Accompagnée de la députée de Richmond, Karine Vallières, la ministre Kathleen Weil a rencontré des membres de la communauté anglophone, jeudi, au marché public La mante du carré de Danville.

Les anglophones expriment leurs besoins à Kathleen Weil

Les anglophones de l’Estrie veulent que le gouvernement du Québec tienne compte de leur réalité lorsqu’il est question d’investir en santé, en éducation et dans la création d’emplois.

Ces préoccupations ont été au centre des discussions qui se sont tenues jeudi midi, à Danville, dans le cadre d’une table ronde impliquant des membres de l’Association des Townshippers, la ministre responsable des Relations avec les Québécois d’expression anglophone, Kathlee Weil, ainsi que la députée de Richmond, Karine Vallières.

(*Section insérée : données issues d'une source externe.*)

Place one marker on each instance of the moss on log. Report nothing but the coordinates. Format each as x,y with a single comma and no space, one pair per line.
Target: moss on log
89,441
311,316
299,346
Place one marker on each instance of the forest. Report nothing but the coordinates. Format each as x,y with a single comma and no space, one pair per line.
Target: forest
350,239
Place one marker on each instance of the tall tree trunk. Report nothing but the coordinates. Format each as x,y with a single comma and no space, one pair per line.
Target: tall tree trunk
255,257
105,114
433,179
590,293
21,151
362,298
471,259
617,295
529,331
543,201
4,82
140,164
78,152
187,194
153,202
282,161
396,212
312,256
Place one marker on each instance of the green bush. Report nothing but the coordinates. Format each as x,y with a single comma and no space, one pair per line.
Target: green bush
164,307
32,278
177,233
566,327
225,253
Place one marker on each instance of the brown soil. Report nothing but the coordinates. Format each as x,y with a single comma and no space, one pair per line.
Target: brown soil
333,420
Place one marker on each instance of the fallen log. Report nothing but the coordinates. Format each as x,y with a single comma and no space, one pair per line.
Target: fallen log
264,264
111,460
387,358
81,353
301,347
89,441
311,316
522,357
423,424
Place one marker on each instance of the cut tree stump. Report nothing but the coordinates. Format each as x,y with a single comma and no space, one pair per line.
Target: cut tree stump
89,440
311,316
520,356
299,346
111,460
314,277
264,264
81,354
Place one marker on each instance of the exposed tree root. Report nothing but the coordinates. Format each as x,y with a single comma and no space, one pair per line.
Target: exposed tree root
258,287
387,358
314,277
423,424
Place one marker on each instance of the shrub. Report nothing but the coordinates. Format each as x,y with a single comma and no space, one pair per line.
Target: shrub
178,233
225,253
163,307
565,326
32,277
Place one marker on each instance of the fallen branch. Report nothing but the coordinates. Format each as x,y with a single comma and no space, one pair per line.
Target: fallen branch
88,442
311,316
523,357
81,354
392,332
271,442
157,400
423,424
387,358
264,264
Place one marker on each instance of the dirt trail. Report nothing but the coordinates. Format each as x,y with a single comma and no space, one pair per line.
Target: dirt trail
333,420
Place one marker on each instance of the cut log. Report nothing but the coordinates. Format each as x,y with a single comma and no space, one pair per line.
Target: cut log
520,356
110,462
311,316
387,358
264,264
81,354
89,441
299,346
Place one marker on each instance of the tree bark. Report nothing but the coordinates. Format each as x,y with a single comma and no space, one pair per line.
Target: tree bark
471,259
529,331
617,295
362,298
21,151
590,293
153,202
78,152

Lors de cette rencontre, qui s’inscrit dans le cadre de la tournée qu’effectue la ministre Weil auprès des communautés anglophones du Québec, le président des Townshippers, Gerald Cuttings a rappelé que la santé, l’éducation et l’emploi faisaient partie des principales préoccupations soulevées dans un sondage mené auprès des quelque 1500 membres de cette organisation, fondée il y a 36 ans.

En matière de services de santé, M Cuttings a souligné que la communauté anglophone des Cantons de l’Est est majoritairement composée de personnes âgées et que, de ce fait, l’accès aux soins de santé en anglais devient de plus en plus préoccupant.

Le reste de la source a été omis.